Aciertan Mariano Schuster y Pablo Stefanoni en cuanto a la resignificación por derecha que la fuerza de Milei hizo del 2001 argentino y el «Que se vayan todos», no ya con la promesa de la restauración del vínculo social desde valores como la solidaridad, la movilización colectiva y el Estado social, sino a través de la defensa del individuo trabajador, ignorado y/o explotado por un Estado ineficiente y corrupto. El circulo que comenzó como un estallido y se fue desplegando por izquierda en 2001, se cierra hoy por derecha en 2023.
No deja de sorprender cómo, en estos primeros días, el periodismo vernáculo que el propio Milei denuncia como «ensobrado» (comprado) ayuda a instalar la agenda libertaria y naturaliza al candidato, e incluso, a la hora de entrevistarlo, se autolimita en el tono y teme sus arrebatos. Hasta parecen haberse intercambiado los roles; el que queda desubicado o fuera de foco ya no es un Milei que vocifera barbaridades, sino los periodistas que titubean o son corregidos una y otra vez cuando aquel presenta su programa de gobierno, por momentos con un tono didáctico, de maestro, ante alumnos confundidos. Su voz se cargó de autoridad, aquella que le dan las urnas.

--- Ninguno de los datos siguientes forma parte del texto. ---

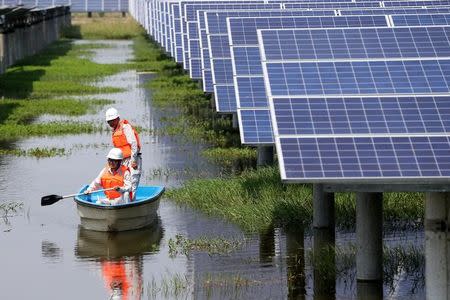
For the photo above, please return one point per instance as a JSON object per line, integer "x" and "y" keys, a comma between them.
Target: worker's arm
{"x": 126, "y": 183}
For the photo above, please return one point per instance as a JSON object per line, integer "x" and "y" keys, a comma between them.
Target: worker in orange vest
{"x": 113, "y": 175}
{"x": 125, "y": 137}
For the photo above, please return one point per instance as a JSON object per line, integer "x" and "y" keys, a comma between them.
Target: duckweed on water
{"x": 340, "y": 263}
{"x": 9, "y": 209}
{"x": 257, "y": 198}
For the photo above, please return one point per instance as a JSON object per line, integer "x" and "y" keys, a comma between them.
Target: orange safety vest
{"x": 115, "y": 275}
{"x": 109, "y": 180}
{"x": 120, "y": 140}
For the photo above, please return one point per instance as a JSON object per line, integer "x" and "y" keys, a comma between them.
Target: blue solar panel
{"x": 215, "y": 24}
{"x": 190, "y": 16}
{"x": 249, "y": 89}
{"x": 333, "y": 4}
{"x": 362, "y": 115}
{"x": 422, "y": 20}
{"x": 394, "y": 11}
{"x": 226, "y": 93}
{"x": 377, "y": 158}
{"x": 247, "y": 75}
{"x": 426, "y": 3}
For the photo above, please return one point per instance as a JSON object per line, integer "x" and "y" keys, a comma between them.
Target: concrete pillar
{"x": 267, "y": 246}
{"x": 265, "y": 156}
{"x": 437, "y": 246}
{"x": 323, "y": 208}
{"x": 2, "y": 53}
{"x": 369, "y": 290}
{"x": 369, "y": 236}
{"x": 324, "y": 265}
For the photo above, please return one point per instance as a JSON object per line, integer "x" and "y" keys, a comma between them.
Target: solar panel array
{"x": 346, "y": 90}
{"x": 75, "y": 5}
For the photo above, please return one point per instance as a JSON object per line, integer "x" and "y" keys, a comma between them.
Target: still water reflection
{"x": 45, "y": 255}
{"x": 119, "y": 256}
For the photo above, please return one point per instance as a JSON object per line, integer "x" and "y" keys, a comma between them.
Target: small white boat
{"x": 139, "y": 213}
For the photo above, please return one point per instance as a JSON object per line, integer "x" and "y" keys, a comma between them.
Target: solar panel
{"x": 190, "y": 16}
{"x": 247, "y": 71}
{"x": 372, "y": 159}
{"x": 334, "y": 4}
{"x": 214, "y": 23}
{"x": 361, "y": 115}
{"x": 344, "y": 43}
{"x": 394, "y": 10}
{"x": 249, "y": 88}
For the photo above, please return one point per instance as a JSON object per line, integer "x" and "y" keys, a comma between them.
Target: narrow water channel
{"x": 46, "y": 255}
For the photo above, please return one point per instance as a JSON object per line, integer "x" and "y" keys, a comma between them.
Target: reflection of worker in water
{"x": 123, "y": 278}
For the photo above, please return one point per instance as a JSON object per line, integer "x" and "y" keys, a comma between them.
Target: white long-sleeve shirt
{"x": 96, "y": 184}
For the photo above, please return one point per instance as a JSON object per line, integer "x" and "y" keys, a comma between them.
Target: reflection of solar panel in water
{"x": 333, "y": 4}
{"x": 387, "y": 125}
{"x": 214, "y": 23}
{"x": 247, "y": 71}
{"x": 394, "y": 11}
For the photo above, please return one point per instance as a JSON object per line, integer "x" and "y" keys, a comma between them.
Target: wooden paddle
{"x": 50, "y": 199}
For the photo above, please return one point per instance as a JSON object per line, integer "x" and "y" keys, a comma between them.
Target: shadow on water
{"x": 17, "y": 82}
{"x": 5, "y": 110}
{"x": 72, "y": 32}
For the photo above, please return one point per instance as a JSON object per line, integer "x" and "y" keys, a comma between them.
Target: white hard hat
{"x": 115, "y": 153}
{"x": 111, "y": 114}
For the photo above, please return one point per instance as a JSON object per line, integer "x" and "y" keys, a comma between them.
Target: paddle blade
{"x": 50, "y": 199}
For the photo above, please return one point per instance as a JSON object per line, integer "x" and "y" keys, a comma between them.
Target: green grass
{"x": 108, "y": 26}
{"x": 257, "y": 199}
{"x": 182, "y": 245}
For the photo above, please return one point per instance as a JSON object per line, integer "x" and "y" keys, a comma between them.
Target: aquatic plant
{"x": 339, "y": 263}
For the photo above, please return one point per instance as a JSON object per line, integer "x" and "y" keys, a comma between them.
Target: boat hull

Milei pasó de ser el payaso mediático que nadie tomaba en serio a ser el líder insoslayable de las mayorías silenciosas, que hoy se halla a cien metros de la Casa Rosada. «El Joker, el Guasón como emergente social dislocado, que podría convertirse en el líder de Ciudad Gótica, sumida en una gran tensión social», comentaba la escritora Claudia Aboaf en un intercambio privado. Milei le agrega así una capa más de distopía a una sociedad sumida en la policrisis y un planeta ya herido por el colapso. Su triunfo habilita nuevos umbrales, abre a un escenario de una fuerte regresión político-cultural. No seremos los primeros. Ejemplos en el mundo hay muchos, y Brasil es el más cercano; las marcas del bolsonarismo no se han ido siquiera luego del triunfo de Lula da Silva. Pero sobre todo, lo que Milei trae consigo nos obliga a interrogarnos no solamente sobre la mayoría silenciosa que se ve representada en él, sino también sobre nosotros mismos, corresponsables de esta distopía en marcha.